Feeling depressed is not a new thing for me since I’ve been dealing with it for many years. But when the intense feelings of sadness and hopelessness surge, it’s more than I can handle on my own. For years friends and Ellis’ doctors have urged me to seek psychological help. Parents of chronically ill children develop psychological symptoms similar to combat soldiers in war, like PTSD (Post Traumatic Stress Disorder.
Every time we come home from one of Ellis’ appointments or any health-related scares, I’m emotionally spent and pretty much useless for the rest of the day. I run on adrenaline and stress; don’t have time to tend to myself. Once it’s over, I’m a basket case. Those fear emotions don’t stop there. The vigilance continues, as well as the pressure to provide a good growing up experience for both kids.
Rather than giving myself grace that this is a difficult experience, I tend to berate myself for being weak and unproductive. It’s a vicious cycle.
But you get used to certain things, even negative ones. I am so familiar with the depression pain hanging over me that I just accept it as a part of my life. Frequent nightmares are scary but you get used to that too.

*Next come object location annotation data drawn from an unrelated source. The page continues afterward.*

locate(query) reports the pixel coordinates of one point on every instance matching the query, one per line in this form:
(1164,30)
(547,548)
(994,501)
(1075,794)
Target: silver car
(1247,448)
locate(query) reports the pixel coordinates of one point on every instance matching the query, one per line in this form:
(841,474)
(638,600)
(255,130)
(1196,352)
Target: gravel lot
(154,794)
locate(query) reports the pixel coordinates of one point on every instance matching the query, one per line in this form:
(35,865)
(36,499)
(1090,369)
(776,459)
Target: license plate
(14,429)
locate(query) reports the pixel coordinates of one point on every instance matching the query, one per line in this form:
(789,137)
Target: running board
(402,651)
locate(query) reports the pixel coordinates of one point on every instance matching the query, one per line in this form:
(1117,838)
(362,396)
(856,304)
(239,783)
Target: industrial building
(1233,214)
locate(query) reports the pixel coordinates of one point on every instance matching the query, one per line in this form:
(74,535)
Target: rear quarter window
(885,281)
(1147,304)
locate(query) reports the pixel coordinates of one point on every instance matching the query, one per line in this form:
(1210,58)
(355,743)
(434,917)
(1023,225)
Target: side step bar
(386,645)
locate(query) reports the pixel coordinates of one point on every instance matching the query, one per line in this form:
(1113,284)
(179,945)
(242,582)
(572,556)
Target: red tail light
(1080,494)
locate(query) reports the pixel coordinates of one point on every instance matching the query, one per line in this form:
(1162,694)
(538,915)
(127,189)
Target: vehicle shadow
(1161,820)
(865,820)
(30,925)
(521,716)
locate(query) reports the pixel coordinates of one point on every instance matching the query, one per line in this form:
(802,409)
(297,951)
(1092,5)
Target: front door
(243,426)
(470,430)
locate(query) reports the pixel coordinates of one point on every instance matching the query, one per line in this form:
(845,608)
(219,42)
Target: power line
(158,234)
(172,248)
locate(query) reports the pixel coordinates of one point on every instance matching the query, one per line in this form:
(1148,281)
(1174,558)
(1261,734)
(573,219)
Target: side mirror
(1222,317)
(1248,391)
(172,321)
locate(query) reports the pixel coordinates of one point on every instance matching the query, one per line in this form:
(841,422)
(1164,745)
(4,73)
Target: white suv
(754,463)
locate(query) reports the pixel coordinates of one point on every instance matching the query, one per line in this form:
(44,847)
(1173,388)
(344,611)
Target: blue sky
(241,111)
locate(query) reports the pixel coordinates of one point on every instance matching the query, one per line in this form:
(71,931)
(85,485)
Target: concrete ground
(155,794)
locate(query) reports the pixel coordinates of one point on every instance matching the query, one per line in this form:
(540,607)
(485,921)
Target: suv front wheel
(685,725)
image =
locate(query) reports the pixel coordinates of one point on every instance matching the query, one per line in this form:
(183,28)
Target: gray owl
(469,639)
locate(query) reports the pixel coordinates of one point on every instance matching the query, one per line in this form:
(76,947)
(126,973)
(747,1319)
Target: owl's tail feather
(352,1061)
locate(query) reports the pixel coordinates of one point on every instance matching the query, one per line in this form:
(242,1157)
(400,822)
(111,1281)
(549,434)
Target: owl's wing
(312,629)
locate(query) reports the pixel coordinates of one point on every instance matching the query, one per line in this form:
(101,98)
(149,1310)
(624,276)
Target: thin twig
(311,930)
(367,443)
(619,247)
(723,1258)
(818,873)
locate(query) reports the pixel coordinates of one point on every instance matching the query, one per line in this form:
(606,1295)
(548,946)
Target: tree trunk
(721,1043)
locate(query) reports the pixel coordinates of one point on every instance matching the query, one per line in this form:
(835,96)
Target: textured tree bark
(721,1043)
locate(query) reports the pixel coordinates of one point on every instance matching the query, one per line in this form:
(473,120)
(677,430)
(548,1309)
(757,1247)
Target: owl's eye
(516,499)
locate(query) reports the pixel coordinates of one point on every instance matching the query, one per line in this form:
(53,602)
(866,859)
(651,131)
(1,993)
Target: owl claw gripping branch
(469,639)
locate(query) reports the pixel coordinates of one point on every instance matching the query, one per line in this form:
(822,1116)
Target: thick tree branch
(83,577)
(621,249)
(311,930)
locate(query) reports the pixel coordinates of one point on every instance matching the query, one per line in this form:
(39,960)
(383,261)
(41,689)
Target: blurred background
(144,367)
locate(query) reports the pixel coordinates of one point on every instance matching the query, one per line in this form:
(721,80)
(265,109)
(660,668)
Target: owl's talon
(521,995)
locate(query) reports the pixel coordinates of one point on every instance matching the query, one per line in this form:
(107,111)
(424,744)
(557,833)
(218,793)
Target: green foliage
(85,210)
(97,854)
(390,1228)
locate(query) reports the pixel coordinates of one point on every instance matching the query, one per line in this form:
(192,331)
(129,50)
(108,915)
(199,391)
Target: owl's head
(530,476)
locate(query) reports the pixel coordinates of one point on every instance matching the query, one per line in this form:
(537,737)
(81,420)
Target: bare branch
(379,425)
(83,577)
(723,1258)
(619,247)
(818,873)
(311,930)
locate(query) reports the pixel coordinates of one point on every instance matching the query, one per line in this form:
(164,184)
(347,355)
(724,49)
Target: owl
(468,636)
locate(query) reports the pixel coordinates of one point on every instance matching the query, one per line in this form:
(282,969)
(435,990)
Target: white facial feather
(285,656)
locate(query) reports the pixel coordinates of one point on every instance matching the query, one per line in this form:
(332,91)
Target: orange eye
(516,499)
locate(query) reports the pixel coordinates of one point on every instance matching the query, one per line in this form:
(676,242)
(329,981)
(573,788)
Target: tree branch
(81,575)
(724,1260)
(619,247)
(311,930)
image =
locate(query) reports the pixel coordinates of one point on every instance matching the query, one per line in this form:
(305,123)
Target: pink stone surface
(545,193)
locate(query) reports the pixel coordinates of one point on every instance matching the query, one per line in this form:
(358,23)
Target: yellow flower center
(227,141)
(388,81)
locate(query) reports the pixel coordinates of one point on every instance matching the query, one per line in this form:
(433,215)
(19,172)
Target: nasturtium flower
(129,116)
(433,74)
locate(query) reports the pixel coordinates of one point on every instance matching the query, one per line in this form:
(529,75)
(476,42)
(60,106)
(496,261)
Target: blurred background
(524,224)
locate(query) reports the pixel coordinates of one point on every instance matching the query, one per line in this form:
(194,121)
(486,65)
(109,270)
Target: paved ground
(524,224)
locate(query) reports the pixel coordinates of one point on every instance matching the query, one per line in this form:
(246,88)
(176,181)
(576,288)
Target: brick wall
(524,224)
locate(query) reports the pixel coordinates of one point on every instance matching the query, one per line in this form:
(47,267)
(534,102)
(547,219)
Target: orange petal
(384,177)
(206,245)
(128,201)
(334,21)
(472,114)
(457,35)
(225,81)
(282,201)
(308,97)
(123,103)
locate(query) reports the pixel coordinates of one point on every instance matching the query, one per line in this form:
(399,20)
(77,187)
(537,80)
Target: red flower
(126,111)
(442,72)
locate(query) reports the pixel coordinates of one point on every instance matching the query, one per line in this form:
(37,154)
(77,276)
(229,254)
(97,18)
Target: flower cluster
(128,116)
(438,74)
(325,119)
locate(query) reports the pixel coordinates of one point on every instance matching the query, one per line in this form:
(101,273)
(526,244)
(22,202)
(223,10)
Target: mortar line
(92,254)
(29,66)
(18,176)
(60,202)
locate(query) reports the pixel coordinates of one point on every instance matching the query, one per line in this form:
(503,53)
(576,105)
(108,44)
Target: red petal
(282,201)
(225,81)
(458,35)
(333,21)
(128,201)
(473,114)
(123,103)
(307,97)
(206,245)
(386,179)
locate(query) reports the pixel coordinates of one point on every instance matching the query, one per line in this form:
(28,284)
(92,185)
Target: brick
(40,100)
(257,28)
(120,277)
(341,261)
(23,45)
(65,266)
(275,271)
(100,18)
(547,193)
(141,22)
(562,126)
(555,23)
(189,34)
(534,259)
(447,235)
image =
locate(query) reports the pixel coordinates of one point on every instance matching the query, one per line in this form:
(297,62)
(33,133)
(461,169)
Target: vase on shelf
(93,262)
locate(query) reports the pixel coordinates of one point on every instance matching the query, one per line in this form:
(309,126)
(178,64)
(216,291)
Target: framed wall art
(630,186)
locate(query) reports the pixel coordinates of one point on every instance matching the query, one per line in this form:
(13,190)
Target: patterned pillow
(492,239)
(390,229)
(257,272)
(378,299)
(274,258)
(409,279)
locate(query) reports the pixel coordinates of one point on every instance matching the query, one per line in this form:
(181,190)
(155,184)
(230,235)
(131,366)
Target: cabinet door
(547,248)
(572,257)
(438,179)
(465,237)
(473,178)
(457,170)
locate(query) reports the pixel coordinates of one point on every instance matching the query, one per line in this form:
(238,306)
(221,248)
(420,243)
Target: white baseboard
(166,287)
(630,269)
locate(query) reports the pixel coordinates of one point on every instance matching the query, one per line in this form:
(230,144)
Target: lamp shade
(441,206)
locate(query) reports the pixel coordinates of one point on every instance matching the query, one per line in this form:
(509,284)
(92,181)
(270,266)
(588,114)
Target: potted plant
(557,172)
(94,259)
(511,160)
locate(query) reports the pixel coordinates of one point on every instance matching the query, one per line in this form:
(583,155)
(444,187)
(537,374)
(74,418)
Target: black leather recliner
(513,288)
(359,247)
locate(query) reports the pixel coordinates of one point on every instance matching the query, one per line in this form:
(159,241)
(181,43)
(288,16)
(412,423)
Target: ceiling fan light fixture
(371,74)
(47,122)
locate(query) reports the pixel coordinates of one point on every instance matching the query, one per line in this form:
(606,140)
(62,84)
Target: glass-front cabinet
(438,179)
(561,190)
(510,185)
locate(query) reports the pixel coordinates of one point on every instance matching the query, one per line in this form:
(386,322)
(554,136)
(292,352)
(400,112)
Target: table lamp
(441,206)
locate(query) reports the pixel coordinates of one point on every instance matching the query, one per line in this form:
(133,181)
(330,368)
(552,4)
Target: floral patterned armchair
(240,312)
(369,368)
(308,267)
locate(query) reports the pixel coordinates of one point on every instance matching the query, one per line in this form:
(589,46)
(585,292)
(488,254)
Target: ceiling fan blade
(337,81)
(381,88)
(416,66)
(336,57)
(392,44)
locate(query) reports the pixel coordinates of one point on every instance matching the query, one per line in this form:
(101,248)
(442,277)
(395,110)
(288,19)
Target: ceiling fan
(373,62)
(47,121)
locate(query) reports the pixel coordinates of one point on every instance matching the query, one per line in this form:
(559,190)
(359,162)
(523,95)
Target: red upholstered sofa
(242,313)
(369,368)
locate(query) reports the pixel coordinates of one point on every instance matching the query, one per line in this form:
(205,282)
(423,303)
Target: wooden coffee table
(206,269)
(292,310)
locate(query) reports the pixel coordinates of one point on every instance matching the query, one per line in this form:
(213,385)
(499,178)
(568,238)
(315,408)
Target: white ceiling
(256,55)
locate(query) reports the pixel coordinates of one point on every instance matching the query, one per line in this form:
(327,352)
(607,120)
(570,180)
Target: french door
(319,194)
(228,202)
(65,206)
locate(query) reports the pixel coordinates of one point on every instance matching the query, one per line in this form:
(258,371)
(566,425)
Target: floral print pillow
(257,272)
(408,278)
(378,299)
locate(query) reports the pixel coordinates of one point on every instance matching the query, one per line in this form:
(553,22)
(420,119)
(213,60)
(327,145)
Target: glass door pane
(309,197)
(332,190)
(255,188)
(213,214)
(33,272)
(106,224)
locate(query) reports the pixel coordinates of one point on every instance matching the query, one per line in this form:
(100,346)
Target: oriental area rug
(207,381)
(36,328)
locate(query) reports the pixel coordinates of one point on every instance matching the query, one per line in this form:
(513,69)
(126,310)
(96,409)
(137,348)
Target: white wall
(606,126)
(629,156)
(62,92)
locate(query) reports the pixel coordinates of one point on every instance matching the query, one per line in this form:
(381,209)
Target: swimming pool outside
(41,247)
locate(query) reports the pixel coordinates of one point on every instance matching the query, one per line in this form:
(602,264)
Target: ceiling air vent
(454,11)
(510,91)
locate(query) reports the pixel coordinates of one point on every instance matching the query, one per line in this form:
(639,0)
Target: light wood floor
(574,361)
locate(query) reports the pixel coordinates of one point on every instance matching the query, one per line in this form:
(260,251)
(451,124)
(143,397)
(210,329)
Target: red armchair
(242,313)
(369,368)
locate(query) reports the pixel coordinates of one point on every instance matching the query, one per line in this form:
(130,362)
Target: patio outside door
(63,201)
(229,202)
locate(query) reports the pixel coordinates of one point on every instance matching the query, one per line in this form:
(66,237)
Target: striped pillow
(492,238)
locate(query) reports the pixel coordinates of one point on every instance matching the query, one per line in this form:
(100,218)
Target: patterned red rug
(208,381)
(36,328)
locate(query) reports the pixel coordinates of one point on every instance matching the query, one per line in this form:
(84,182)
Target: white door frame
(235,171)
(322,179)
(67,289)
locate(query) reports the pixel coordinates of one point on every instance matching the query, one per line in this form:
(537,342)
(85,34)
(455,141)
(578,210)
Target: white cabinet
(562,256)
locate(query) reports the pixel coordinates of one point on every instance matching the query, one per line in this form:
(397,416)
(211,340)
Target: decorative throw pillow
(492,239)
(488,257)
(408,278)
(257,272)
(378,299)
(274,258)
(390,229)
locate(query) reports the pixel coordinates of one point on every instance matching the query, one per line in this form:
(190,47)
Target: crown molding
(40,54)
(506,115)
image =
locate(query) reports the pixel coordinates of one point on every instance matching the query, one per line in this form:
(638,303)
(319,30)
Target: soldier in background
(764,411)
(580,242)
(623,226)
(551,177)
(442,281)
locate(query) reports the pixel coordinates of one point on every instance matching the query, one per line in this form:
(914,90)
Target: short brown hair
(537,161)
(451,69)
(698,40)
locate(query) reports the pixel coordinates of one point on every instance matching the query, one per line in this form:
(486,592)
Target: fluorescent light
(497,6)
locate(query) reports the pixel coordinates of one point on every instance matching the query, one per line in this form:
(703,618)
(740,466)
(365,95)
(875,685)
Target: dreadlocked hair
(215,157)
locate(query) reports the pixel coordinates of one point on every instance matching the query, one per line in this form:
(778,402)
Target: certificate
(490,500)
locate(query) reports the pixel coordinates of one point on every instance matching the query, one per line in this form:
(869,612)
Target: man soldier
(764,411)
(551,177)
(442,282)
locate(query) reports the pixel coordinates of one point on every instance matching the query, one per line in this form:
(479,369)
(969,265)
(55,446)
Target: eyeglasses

This time I am slowly reaching out for extra help. I realize it involves work and perseverance; instead of just calling off the day as “done” or “bad,” I push myself to go outside with the kids. I finally talked with a psychiatrist. *gulp* *gulp* I just said it. Why does it have to be so hard? Why do I give the stigma more power by trying to hide it?!
I know that dealing with these mental health issues does not make me a bad Christian, yet so much shame is associated with it. This is old-school thinking I grew up with. I should be able to pray it out or have more faith. Yep, all that old, unhelpful stuff. It’s hard to talk about it because it takes too much time and words.
Just as much as the body hurts, so does the mind. I don’t doubt God loves me and helps me in my tough times. He’s done it plenty of times before and is still working. It takes time to heal and God is doing something new in me. What that new thing is is ambiguous.
eeek, this has become a vulnerable post. I’m working things out in the midst of life’s stresses and this unprecedented pandemic. I was conflicted about publishing a post so personal, but if I omitted this issue, this blog would not represent my life trekk.
This is a messy and painful journey, but I’m glad to be able to share it with you!